Humans have exceptional tactile sensing capabilities, which they can leverage to solve challenging, partially observable tasks that cannot be solved from visual observation alone. Research in tactile sensing attempts to unlock this new input modality for robots. Lately, these sensors have become cheaper and, thus, widely available. At the same time, the question of how to integrate them into control loops is still an active area of research, with central challenges being partial observability and the contact-rich nature of manipulation tasks.
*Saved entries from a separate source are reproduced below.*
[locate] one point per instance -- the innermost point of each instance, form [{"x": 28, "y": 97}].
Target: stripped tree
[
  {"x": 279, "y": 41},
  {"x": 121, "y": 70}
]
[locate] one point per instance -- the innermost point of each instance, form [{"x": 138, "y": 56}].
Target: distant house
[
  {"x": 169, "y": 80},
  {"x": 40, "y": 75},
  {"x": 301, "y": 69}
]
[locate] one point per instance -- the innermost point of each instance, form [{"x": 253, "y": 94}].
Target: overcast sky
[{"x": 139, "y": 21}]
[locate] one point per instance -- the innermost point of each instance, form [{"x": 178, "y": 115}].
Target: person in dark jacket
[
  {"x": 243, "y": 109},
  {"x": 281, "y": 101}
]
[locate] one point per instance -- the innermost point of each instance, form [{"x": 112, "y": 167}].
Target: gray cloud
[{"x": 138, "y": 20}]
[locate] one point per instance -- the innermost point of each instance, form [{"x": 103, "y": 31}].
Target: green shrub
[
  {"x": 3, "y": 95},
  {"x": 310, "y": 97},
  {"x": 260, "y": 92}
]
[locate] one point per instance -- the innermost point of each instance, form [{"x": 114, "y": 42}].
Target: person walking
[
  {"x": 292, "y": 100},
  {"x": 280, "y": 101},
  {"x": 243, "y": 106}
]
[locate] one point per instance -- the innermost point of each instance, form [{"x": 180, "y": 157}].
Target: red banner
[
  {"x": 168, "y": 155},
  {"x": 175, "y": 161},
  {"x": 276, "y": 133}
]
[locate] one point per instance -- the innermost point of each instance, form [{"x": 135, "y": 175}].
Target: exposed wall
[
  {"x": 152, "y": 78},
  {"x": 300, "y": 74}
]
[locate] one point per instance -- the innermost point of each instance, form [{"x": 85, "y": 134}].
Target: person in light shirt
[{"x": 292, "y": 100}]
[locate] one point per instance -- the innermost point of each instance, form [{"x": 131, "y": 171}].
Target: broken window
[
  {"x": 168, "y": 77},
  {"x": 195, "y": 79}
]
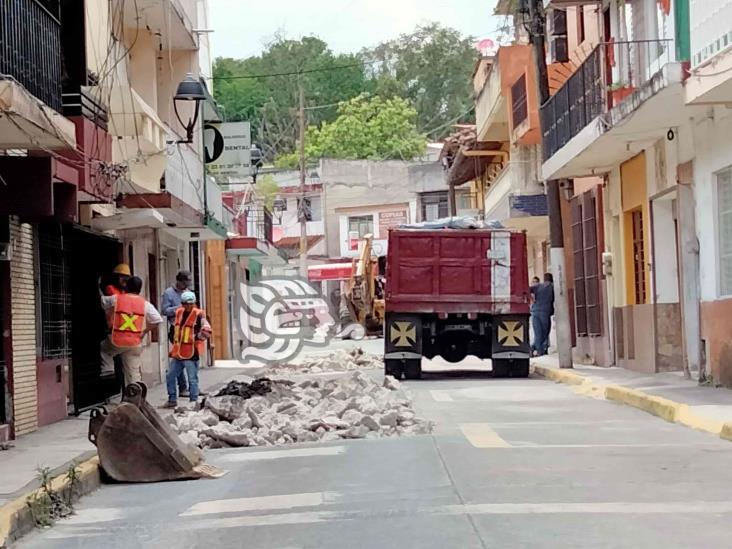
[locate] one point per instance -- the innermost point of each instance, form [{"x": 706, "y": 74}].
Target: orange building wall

In this study, we propose to use Reinforcement Learning to learn an end-to-end policy, mapping directly from tactile sensor readings to actions. Specifically, we use Dreamer-v3 on a challenging, partially observable robotic insertion task with a Franka Research 3, both in simulation and on a real system. For the real setup, we built a robotic platform capable of resetting itself fully autonomously, allowing for extensive training runs without human supervision. Our preliminary results indicate that Dreamer is capable of utilizing tactile inputs to solve robotic manipulation tasks in simulation and reality. Furthermore, we find that providing the robot with tactile feedback generally improves task performance, though, in our setup, we do not yet include other sensing modalities. In the future, we plan to utilize our platform to evaluate a wide range of other Reinforcement Learning algorithms on tactile tasks.
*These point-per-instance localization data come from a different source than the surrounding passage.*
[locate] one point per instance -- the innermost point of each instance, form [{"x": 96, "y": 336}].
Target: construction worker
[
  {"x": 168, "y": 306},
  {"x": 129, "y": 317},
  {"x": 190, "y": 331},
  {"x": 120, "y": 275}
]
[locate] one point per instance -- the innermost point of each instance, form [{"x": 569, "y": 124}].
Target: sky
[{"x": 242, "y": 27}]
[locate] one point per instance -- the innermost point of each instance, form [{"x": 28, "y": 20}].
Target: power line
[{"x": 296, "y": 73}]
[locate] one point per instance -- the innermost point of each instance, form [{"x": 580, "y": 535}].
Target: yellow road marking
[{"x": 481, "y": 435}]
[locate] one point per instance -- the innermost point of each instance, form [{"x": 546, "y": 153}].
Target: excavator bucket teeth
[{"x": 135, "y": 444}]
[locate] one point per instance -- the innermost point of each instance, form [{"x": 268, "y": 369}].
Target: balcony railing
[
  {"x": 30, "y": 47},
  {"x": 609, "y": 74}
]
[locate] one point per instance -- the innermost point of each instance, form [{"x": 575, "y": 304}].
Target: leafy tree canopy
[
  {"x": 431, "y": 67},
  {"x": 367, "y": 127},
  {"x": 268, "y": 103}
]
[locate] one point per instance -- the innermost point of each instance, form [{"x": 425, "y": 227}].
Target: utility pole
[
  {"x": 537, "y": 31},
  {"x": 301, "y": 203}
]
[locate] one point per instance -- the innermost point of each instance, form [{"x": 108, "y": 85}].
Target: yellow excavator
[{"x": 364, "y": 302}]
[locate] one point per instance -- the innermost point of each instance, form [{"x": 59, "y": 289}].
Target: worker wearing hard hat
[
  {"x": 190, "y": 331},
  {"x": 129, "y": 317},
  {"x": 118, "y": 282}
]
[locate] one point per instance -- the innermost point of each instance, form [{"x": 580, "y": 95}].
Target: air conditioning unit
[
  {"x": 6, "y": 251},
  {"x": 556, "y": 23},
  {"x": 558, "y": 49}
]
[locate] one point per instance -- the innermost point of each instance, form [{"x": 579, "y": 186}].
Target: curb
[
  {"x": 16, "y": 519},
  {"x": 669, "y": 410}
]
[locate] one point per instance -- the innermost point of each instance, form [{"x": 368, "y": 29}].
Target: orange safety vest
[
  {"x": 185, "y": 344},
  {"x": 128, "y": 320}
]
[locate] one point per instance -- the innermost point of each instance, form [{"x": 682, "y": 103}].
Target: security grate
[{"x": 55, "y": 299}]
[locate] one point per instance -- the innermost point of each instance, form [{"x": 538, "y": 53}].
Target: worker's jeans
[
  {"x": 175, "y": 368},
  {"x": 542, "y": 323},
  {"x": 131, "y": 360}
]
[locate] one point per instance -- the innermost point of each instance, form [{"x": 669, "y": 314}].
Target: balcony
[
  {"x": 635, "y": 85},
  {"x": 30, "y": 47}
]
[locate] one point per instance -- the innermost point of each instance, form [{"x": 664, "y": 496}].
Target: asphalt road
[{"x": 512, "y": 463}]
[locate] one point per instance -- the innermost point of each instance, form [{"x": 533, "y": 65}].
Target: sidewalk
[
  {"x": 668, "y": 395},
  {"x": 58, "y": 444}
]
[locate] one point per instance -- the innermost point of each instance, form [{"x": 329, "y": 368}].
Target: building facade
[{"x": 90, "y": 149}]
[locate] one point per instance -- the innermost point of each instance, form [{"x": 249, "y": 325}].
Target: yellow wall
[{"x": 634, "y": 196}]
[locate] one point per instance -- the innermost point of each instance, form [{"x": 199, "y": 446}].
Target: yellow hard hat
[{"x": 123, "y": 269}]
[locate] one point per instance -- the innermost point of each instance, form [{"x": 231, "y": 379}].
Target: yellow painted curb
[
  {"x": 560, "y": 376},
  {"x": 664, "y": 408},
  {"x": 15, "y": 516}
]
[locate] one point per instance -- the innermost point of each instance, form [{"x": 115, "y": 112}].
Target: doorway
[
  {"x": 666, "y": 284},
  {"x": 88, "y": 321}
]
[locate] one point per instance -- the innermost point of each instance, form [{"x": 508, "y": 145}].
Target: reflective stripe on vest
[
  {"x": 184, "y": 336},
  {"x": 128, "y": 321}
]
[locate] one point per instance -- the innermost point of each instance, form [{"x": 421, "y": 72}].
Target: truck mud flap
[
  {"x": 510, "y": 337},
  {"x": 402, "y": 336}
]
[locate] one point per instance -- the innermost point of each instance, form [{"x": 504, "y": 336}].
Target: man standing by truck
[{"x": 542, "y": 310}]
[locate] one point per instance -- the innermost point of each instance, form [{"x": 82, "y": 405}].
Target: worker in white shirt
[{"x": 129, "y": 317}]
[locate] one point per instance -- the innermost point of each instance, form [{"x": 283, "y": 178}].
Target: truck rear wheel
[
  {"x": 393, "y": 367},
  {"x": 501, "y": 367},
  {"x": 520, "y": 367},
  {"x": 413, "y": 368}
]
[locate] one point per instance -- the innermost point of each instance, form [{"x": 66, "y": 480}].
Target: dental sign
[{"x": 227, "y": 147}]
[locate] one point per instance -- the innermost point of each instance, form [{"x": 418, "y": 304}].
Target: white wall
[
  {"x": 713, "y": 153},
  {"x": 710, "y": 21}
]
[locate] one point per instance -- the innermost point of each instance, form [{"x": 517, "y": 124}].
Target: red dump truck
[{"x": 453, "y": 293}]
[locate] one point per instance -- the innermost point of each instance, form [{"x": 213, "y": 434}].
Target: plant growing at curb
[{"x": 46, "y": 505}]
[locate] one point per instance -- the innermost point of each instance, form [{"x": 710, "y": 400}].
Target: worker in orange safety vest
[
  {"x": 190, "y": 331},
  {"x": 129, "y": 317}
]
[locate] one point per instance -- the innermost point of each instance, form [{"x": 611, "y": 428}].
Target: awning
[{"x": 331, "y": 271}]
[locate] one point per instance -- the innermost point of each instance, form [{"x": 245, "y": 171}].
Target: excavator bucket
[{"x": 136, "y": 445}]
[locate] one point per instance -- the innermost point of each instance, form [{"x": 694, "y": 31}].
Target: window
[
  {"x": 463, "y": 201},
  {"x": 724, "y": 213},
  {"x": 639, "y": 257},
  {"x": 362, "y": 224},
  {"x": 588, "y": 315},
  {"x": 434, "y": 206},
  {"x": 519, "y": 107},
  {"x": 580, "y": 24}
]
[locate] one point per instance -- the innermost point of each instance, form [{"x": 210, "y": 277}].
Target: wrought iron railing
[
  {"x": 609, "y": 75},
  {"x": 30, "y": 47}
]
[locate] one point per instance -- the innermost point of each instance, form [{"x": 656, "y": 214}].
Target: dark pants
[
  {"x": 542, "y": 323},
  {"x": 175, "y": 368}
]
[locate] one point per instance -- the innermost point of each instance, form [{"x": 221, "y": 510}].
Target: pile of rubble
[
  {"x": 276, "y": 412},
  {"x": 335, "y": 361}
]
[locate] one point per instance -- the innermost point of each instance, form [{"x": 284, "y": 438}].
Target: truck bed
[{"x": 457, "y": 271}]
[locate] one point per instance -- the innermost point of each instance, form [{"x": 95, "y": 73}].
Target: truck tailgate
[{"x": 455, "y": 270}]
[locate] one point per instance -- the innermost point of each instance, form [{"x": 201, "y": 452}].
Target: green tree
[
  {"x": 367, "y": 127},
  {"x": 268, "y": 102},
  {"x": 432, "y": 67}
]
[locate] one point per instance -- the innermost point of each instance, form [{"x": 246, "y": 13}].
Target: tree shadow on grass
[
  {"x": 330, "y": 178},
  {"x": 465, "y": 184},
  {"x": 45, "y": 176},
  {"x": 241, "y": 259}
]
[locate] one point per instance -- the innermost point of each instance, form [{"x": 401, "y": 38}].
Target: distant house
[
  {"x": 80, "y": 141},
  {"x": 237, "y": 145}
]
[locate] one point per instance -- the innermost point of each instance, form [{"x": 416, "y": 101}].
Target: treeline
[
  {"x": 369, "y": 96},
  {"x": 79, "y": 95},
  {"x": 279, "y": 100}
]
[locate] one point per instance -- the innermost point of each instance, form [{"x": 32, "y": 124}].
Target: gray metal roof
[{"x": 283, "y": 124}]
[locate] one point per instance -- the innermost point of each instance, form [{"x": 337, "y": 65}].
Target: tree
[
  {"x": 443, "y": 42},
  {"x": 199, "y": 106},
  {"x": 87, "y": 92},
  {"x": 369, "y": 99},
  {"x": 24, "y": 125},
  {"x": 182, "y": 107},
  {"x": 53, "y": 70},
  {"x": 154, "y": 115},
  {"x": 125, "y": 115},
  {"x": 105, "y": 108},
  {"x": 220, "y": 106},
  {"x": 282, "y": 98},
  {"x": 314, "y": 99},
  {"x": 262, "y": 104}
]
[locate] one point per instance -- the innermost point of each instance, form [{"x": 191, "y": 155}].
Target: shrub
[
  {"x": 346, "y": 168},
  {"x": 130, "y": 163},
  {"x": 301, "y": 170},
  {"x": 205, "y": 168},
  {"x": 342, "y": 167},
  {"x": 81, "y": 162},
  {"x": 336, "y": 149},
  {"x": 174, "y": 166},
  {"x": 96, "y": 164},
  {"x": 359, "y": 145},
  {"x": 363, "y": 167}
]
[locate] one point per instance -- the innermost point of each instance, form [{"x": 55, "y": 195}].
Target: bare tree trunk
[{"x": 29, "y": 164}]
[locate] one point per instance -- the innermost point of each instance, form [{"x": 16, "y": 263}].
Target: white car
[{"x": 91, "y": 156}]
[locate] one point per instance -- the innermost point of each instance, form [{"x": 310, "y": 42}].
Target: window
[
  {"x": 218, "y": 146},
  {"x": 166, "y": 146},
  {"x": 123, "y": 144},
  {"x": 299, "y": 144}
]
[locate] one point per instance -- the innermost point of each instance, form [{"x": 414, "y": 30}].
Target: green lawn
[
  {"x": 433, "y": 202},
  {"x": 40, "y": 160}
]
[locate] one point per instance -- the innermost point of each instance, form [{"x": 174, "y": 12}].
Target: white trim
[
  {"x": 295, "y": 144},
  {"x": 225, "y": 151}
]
翻译：人类拥有卓越的触觉感知能力,能够利用这一能力解决仅凭视觉观察无法完成的挑战性、部分可观测任务。触觉传感研究致力于为机器人解锁这一新型输入模态。近年来,触觉传感器成本降低并得到广泛普及,但如何将其集成至控制回路仍是研究热点,核心挑战在于任务的部分可观测性及其接触密集特性。本研究提出使用强化学习方法学习端到端策略,将触觉传感器读数直接映射为动作指令。具体而言,我们在Franka Research 3机器人上针对具有挑战性的部分可观测插入任务,分别在仿真和真实系统中应用Dreamer-v3算法。为支撑真实实验,我们搭建了具备完全自主复位能力的机器人平台,可进行无需人工监督的大规模训练。初步结果表明,Dreamer算法能够利用触觉输入解决仿真与真实环境中的机器人操作任务。此外,我们发现提供触觉反馈通常能提升任务表现,尽管本实验中尚未融合其他感知模态。未来计划利用该平台评估更多强化学习算法在触觉任务中的表现。